Dallas L. Toler, 45, entered his plea in U.S. District Court in Charleston and will be sentenced March 10. He faces up to five years in prison and a $500,000 fine.
Toler, who resigned as the county's chief magistrate in October, has agreed never to seek elected office again, the U.S. attorney's office said in a release.
"Corruption is the biggest threat to democracy," U.S. Attorney Booth Goodwin said. "In Mingo County, corruption was an epidemic.

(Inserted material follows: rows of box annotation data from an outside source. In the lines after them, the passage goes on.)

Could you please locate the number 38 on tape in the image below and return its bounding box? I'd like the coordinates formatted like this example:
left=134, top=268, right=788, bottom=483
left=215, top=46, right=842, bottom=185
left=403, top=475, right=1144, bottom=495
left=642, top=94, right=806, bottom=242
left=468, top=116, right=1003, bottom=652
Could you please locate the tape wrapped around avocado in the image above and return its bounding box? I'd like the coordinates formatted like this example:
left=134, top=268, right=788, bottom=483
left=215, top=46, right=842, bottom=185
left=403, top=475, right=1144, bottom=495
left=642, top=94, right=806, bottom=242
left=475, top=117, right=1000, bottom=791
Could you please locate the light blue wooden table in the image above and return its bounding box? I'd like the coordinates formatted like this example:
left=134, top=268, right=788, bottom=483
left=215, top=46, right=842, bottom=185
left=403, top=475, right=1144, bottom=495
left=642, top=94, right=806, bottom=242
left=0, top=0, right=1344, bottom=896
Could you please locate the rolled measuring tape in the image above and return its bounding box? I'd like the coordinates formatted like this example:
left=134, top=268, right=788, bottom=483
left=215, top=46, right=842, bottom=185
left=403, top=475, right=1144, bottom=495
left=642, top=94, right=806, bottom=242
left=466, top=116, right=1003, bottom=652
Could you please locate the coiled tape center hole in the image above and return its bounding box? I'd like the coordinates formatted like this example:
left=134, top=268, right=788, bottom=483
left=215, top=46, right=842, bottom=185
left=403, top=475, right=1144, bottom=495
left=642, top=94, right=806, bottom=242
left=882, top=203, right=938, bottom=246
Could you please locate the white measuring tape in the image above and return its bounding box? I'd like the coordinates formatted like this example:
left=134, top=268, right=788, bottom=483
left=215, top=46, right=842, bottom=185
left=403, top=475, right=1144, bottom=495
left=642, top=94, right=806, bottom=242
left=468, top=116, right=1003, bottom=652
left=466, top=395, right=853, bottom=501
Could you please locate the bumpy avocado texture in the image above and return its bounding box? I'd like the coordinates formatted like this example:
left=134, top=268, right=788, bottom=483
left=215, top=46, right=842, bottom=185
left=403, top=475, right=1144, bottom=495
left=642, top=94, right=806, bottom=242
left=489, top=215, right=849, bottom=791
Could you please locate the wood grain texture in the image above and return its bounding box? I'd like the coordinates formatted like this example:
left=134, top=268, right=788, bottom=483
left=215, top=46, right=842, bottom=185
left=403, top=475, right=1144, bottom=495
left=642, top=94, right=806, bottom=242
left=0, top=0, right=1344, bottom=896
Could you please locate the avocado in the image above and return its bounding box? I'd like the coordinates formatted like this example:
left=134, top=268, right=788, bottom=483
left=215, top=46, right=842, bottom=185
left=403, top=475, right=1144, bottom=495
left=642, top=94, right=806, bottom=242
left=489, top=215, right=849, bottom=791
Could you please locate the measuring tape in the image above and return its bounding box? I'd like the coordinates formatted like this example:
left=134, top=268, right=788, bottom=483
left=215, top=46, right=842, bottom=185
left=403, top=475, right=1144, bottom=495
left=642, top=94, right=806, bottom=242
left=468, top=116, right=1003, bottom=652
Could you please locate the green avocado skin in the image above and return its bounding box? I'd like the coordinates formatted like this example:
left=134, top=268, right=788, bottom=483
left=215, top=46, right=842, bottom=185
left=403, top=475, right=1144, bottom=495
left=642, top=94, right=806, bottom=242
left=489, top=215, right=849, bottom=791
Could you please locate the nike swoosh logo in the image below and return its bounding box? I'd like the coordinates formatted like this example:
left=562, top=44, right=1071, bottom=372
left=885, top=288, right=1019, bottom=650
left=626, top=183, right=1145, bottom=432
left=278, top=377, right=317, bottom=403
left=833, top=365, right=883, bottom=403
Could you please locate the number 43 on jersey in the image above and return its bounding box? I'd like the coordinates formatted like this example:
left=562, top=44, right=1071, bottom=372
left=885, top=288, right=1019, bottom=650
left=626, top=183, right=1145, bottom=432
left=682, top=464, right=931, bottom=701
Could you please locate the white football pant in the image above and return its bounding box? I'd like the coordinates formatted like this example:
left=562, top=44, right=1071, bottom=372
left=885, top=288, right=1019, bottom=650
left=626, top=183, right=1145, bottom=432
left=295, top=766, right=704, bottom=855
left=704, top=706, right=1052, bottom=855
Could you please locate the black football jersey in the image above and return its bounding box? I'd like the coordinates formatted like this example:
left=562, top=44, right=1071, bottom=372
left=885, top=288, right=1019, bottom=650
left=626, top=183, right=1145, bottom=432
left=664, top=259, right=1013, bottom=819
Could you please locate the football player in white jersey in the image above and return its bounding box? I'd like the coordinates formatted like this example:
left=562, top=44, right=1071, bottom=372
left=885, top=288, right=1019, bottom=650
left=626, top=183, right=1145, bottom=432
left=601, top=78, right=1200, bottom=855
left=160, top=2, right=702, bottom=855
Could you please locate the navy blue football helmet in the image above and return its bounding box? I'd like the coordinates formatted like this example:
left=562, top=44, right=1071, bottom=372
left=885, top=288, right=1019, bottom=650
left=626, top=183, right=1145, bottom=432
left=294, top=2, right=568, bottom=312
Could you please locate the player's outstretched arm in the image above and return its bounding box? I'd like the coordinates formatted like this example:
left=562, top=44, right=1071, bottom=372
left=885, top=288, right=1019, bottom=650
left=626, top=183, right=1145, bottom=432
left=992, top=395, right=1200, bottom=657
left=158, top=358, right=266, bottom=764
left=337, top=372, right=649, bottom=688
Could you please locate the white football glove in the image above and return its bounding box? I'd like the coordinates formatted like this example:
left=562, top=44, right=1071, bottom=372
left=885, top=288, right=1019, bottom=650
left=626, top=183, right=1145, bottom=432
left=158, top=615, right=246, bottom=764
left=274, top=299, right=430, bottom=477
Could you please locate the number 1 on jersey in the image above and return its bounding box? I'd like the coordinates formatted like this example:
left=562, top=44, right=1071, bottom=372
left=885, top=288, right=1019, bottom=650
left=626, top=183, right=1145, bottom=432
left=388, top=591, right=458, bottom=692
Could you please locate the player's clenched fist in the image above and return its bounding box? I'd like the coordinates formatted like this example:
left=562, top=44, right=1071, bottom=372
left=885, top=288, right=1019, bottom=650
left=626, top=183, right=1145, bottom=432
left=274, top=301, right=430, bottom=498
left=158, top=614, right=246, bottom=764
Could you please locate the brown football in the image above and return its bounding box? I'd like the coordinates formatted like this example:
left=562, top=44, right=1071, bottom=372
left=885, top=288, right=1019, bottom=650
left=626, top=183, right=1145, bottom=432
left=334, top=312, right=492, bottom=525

Once again in this investigation, we have a judge engaging in corruption -- this time corruption of the electoral process so that he and his cohorts could keep their jobs.
"The people of Mingo County are tired of these shenanigans, and we'll continue to do what's necessary to help them."
Toler was a candidate for magistrate and a member of a political fundraising and campaign organization known as Team Mingo, which advocated for Democratic candidates. In the spring of 2012, Toler arranged for a convicted felon who was living in one of his rental properties while on probation to vote in a primary election even though he knew the person was ineligible, federal authorities said.
Toler had been appointed magistrate earlier that year by county Circuit Judge Michael Thornsbury, 57, who pleaded guilty in October for taking part in a scheme to violate the constitutional rights of an individual to cover up evidence of illegal drug use and other misconduct by the late Mingo County Sheriff Eugene Crum.
Former Mingo County prosecuting attorney C. Michael Sparks, 44, pleaded guilty Nov. 18 for his role in a conspiracy to deprive a county resident of his constitutional rights.
Former Mingo County Commissioner David Baisden, 66, has pleaded guilty for taking part in a scheme to illegally extort a discount from a tire store.
Thornsbury, Sparks and Baisden, which West Virginia Metro News said were all members of Team Mingo, are awaiting sentencing.